Track 5

夢の螺旋 深化(1)

暗がりの中、一点の揺らめきを目指して、落ちていく 暗い、くらい、夢の世界。そこに揺らめく淡い光。 それは、白く、赤く、漂う炎の揺らめき。 おだやかで、見つめているとトロンとした眠気を感じる。そういう、揺らめき。 遠くに、深くに見える、その揺らめきは、やがていくつもの細かな炎へと分かれ、渦を巻く。 それは、深く、深くに、続く炎の道しるべ。渦は下へ、意識を引きずり、下りていく。 そして、ボウヤはどんどん深くへと、炎に近づく。 螺旋に続く道しるべ。道を照らす、おだやかな炎。 見つめていると、引きずられるように、炎へ、道へ、どんどん引き寄せられていく。 そして、一歩、また、一歩と近づき歩く。それは、どこから続いていたかもわからない螺旋の階段。 ときどき、見失いそうになるほど、うっすらとしたもの。より深く、より降りていくための階段。 ボウヤは、底を目指して降りていく。 ボウヤは、この螺旋の空間を少しづつ進む。 螺旋状の階段をぐるぐる、ぐるぐると、回りながら、降りていく。 すると、炎がおぼろげに、足元の感覚も、おぼろげに。 ボウヤが、どんどんまどろんでいく。 ボウヤの余分な力が抜けていく。 一歩、一歩と進む度に、まどろむ、おぼろげに。 意識がぐるぐると回るように、螺旋に引き込まれるように。 奥に何があるのか、意識するだけで、スーッと吸い込まれるように、降りていく。 一歩、一歩のはずなのに、意識だけは急速に、深く深く、降りていく。 意識がさらに、奥へ、奥へと。 深い深いの中へいざなわれて。 とてもふわふわとした心地。だから、気持ちいい。そして、心地よい。 ふふ。 ここは、お姉さんの夢の中。ここは、お姉さんのすみか。ここは、お姉さんのお遊戯場。 ボウヤは、ここへお姉さんとお遊戯をしに来たんだよね。 そう、ボウヤは、ここでお姉さんとゲームをする。
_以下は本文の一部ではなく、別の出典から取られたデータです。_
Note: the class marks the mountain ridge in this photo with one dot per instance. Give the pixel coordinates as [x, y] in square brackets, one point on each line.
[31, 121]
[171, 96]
この螺旋の迷宮に備えられた各部屋、それぞれの部屋でお姉さんとボウヤのお遊戯をしましょう。 ボウヤは、お姉さんの誘惑に負けないように、お姉さんの誘惑に屈しないように。 お姉さんはボウヤを溺れさせるように、堕落させるように、屈服させるように。 ボウヤが誘惑に耐えられればご褒美を。負ければ、お仕置きを。 ボウヤは、どちらが好みかしら。ふふ、ボウヤにとっては、どちらもご褒美、かもしれないね。うふふ。 お姉さんの誘惑に負けたときは、それはもう、たっぷりと可愛がって、気持ちよく搾り取ってあげる。 負けたボウヤは、お姉さんには逆らえない。だって、ルールだもの。それは、どこでも変わらない絶対のルール。敗者は勝者のいいなり。 でも、安心していいよ。だって、お姉さんはボウヤの望むこと、そう、気持ちいいことしかしないから。ふふふ。 だから、ボウヤもそれを受け入れている。お姉さんがここにいることが、その証拠。 さあ、もっと進みましょう。進めば進むほど、さらにボウヤはすべてを受け入れる。 そして、ゆっくり、ゆっくり、が進むたびに、始まりの時が近づいてくる。 怖い?やめたい?それとも、楽しみ?ふふ。 誘惑のサキュバス、その夢の中、奥深くまで来たのですから、楽しまないと。 それに、ボウヤも本当は望んでいるのでしょう。だって、お姉さんを招き、ここまで導かせたのはボウヤ自身なのですもの。 夢の中では、なんでも自由。お姉さんの魔法は自由自在。 だから、 何の 不思議も ないのよ。 矛盾なんて存在しない。すべてが起こりうる。すべてが夢。 今みたいに、ボウヤの意識の中に直接話しかけることも 何人も、同時に 話しかけることも 簡単に、できる。ここは夢。そして、お姉さんの世界。 お姉さんの。お姉さんの領域。 最後の部屋まで、がんばってきてね。ボウヤがお姉さんの誘惑に負ければ、負けるほど気持ち良くしてあげる。 さあ、まずは最初のお部屋。 いっぱい楽しみましょうね。うふふ。